Incision
The vascular supply to the skin around the knee is rather tenious due to the lack of underlying muscle or intramuscular septum to allow for arterial perforators, and thus the skin relies on an anastamotic ring within the subcutaneous fascia. The majority of these subq arterioles originate medially: the saphenous artery and the lateral geniculate artery provide medial blood supply.
If there are multiple skin incisions, using the lateral incision will minimize the risk of vascular compromise and wound dehiscence (because the lateral aspect of the wound will have decreased oxygenation and thus its key to not disrupt any further perfusion).
If you need to make a new incision, near an prior incision, a skin bridge of 6 cm is ideal. Avoid a skin incision that intersects prior incisions at acute angles the skin at this junction will be hypoxic.
If the skin quality is poor, if there are many prior incisions, it may be wise to consult a plastic surgeon for muscle flap coverage, or tissue expanders.
Full thickness skin flaps must be made to avoid devasularizing the skin (which is often quite thin). The arthrotomy should be offset from the skin incision to prevent direct pathway to the external environment.
Medial Parapatellar. The goal standard for TKA arthrotomy, initially credited to von Langenbeck. Start midline over knee 2 finger-bredths above patella to 1 cm below tibial tubercle. The VMO is detached from its insertion into the quad tendon, leaving a cuff of tendon (~5 mm) attached to the VMO proximally and a cuff of tendon attached to the medial edge of the patella distally to facilitate repair at closure. The patella is either dislocated or dislocated + everted. There is no definitive evidence to suggest that one technique leads to delayed recovery.
The term for "minimally invasive" doesn't just relate to the size of the incision (although this plays a role) but most importantly, it refers to the amount of soft tissue injury. The goal of the midvastus, subvastus discussed below is to avoid violating the quad tendon [2]. A minimally invasive median parapatellar approach has also been developed which avoids violation of the quad tendon by stopping the proximal extent of the incision at the superior pole of the patella [3]. This limited arthrotomy creates a “mobile window” whereby the entire joint is not visible at once, but rather the incision must be moved during the steps of surgery to expose the necessary bone.
Subvastus (and “mini-subvastus”).
This approach is promoted as an “extensor-mechanism preserving” arthrotomy by staying below the VMO, avoiding an incision into the quad tendon [4].
Some studies suggest that it improves postop quad recovery and reduces pain, while other studies argue that it not only offers no short-term/long-term benefit, but also increases complications due to the reduced visualization of the knee (this approach is not recommended in knees with significant deformity or in obese patients.
Midvastus (and “mini-midvastus”). This approach is a type of compromise between the parapatellar and subvastus, as it violates less of the quad tendon, yet provides improved visualization to the subvastus. The proximal arthrotomy splits thru the VMO muscle fibers. The standard midvastus muscle split goes to the intermuscular septum while the mini approach only violates 2-3 cm of VMO [5].
Extended Approaches (Revision).
Quad Snip. This technique extends the standard medial parapatellar approach by creating a 45° oblique incision proximally across the quad tendon toward the vastus lateralis. This technique is sometimes necessary in revision knees that are stiff. At 30 months, there is no appreciable quad strength deficit compared to a standard medial parapatellar approach [6].
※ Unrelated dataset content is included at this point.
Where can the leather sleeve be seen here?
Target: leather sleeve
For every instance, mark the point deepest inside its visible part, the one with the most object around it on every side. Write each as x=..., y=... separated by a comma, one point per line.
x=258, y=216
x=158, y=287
V-Y Turndown (Coonse & Adams). This technique extends the Quad Snip by creating an inverted-V via an oblique incision aimed distal and lateral from the apex of the Quad Snip, which parallels the vastus lateralis. This completely mobilizes the patella, however, it also significantly increase the risk of patellar AVN, and is associated with a 10 - 20° extensor lag.
Tibial Tubercle Osteotomy. Expose in a stiff knee can place significant tension on the patellar tendon insertion, and risk the dreaded complication of a patellar tendon avulsion. A controlled mobilization of the patellar tendon offers great visualization and prevents the risk of iatrogenic tendon rupture in the revision setting. The tubercle osteotomy is typically 5 cm in length, tapers distally, and hinges on the lateral anterior cortex. It is fixed into position with cerclage wires.